Genie und Durchschnitt. Nicht das Genie ist hundert Jahre seiner Zeit voraus, sondern der Durchschnittsmensch ist um 100 Jahre hinter ihr zurück.
Wahrheit. Die Wahrheit ist eben kein Kristall, den man in die Tasche stecken kann, sondern eine unendliche Flüssigkeit, in die man hineinfällt.
Gemeinheit. Die ganz große Gemeinheit entsteht heutzutage nicht dadurch, daß man sie tut, sondern dadurch, daß man sie gewähren läßt.
Tyrannischer Verstand. Wir haben keine inneren Stimmen mehr; wir wissen heute zu viel, der Verstand tyrannisiert unser Leben.
Jugend und Charakter. In unserer Jugend war Charakter das, wofür man Prügel bekommt, obwohl man es nicht hat.
Urteilen. Man braucht, um über einen Menschen richtig zu urteilen, oft ein ganzes Leben.
Reichtum I. Nur Leute, die kein Geld haben, stellen sich Reichtum wie einen Traum vor; Menschen, die ihn besitzen, beteuern dagegen bei jeder Gelegenheit, wo sie mit Leuten zusammentreffen, die ihn nicht besitzen, welche Unannehmlichkeit er bedeute.
Leben in Etagen. Von den Unglücksvögeln und Glückspilzen abgesehen, leben alle Menschen gleich schlecht, aber sie leben es in verschiedenen Etagen. Diese Selbstgefühlslage der Etage ist für den Menschen heute, der ja im allgemeinen wenig Ausblick auf den Sinn seines Lebens hat, ein überaus erstrebenswerter Ersatz.
Reichtum II. Reiche Leute versichern dann auch mit Vorliebe bei jeder Gelegenheit, dass das Geld am Werte eines Menschen nichts ändere; sie wollen damit sagen, dass sie auch ohne Geld soviel wert wären wie jetzt, und sind immer gekränkt, wenn ein anderer sie mißversteht. Leider widerfährt ihnen das gerade im Verkehr mit geistvollen Menschen nicht selten. Solche besitzen merkwürdig oft kein Geld, sondern nur Pläne und Begabung, aber sie fühlen sich dadurch in ihrem Wert nicht gemindert, und nichts scheint ihnen näher zu liegen, als einen reichen Freund, für den das Geld keine Rolle spielt, zu bitten, dass er sie aus seinem Überfluss zu irgendeinem guten Zweck unterstütze. Sie begreifen nicht, dass der reiche Mann sie mit seinen Ideen unterstützen möchte, mit seinem Können und seiner persönlichen Anziehungskraft.
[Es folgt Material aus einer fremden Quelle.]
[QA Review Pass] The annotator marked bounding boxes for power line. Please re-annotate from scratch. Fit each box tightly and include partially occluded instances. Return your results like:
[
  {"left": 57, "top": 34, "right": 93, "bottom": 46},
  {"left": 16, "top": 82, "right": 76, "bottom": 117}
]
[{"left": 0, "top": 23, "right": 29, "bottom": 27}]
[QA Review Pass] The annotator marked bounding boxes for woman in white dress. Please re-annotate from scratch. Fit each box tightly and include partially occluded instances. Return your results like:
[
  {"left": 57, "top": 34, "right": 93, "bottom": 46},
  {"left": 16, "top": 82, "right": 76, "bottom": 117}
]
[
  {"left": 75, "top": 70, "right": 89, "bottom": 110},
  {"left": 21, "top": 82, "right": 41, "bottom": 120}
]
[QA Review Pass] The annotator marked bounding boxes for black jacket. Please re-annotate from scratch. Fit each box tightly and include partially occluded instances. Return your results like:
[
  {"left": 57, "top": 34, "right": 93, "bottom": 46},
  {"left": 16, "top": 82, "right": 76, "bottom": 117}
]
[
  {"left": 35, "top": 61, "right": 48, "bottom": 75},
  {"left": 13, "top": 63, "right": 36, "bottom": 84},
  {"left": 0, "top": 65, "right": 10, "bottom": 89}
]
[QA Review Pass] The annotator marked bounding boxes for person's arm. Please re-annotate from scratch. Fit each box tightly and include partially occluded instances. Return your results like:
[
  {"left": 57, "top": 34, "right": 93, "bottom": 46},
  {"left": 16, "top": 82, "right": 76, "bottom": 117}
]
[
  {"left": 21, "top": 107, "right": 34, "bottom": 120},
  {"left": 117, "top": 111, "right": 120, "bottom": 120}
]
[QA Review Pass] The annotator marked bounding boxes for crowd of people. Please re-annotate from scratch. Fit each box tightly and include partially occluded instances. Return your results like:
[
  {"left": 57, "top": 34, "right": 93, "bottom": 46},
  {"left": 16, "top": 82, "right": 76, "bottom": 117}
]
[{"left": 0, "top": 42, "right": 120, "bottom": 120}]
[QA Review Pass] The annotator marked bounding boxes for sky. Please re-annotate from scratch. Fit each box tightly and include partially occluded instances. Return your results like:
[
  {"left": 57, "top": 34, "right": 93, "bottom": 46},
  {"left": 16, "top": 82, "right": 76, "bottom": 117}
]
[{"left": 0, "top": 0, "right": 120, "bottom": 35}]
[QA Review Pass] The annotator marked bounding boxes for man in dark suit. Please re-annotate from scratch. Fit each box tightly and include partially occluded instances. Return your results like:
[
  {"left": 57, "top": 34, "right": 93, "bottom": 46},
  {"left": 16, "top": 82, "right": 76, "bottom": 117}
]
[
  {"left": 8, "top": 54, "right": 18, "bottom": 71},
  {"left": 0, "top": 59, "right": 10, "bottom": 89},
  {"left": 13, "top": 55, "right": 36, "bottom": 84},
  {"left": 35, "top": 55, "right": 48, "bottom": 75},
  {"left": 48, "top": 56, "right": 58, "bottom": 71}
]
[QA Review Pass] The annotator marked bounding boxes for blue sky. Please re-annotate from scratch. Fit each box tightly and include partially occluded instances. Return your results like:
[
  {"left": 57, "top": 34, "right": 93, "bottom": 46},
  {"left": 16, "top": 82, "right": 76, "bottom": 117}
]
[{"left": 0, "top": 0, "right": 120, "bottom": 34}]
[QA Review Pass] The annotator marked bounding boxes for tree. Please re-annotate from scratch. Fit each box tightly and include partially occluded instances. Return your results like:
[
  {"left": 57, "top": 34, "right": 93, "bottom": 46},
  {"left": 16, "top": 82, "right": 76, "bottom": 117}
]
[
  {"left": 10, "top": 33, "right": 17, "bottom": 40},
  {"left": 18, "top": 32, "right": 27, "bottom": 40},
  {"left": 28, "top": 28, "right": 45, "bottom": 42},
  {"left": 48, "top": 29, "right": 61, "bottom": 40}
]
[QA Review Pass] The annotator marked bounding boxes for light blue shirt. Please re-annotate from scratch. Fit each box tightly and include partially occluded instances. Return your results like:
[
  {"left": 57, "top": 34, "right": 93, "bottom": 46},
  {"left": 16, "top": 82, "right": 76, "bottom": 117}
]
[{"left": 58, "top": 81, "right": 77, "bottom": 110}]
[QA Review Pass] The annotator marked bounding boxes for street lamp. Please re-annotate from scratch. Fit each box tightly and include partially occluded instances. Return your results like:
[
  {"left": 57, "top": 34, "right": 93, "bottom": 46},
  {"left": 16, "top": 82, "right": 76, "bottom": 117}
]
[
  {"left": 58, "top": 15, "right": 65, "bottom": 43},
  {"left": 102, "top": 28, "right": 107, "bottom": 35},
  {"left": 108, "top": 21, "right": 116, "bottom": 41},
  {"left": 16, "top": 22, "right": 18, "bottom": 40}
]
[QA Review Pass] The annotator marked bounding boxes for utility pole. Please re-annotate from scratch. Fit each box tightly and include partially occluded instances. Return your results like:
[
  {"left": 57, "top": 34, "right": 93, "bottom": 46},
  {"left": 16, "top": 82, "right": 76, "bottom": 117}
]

Napoleon. Sobald jemand im Rufe steht, ein Napoleon zu sein, gewinnt er auch seine verlorenen Schlachten.
Seele. Es gibt Minuten, in denen alle verborgenen Edelsteine der Seele offenliegen!
Staatsdummheit. Der Staat gibt Geld für jede Dummheit her, für die Lösung der wichtigsten moralischen Fragen hat er aber nicht einen Kreuzer übrig. Das liegt in seiner Natur, denn der Staat ist das dümmste und boshafteste Menschenwesen, das es gibt.
Geflügelte Gedanken. Man hat für hochfliegende Gedanken eine Art Geflügelfarm geschaffen, die man Philosophie, Theologie oder Literatur nennt, und dort vermehren sie sich in ihrer Weise immer unübersichtlicher, und das ist ganz recht so, denn kein Mensch braucht sich bei dieser Ausbreitung mehr vorzuwerfen, daß er sich nicht persönlich um sie kümmern kann.
Über die Dichte. Es gibt übrigens in der Welt viele Dinge, die einzeln für den Menschen etwas ganz anderes bedeuten als beisammen; zum Beispiel Wasser ist in zu großen Mengen ein genau um den Unterschied zwischen Trinken und Ertrinken geringeres Vergnügen als in kleinen, und um Gifte, Vergnügungen, Muße, Klavierspiel, Ideale ist es ähnlich bestellt, ja wahrscheinlich um alles, so daß es ganz und gar von dem Grad seiner Dichtigkeit und anderen Umständen abhängt, was etwas ist.
Schönheit und Liebe. Man liebt nicht nur etwas, weil es schön ist, sondern es wird auch schön, weil man es liebt.
Klugheit und Dummheit. Sowohl aus Angst, dumm zu erscheinen, als auch aus der, den Anstand zu verletzen, halten sich viele Menschen zwar für klug, sagen es aber nicht.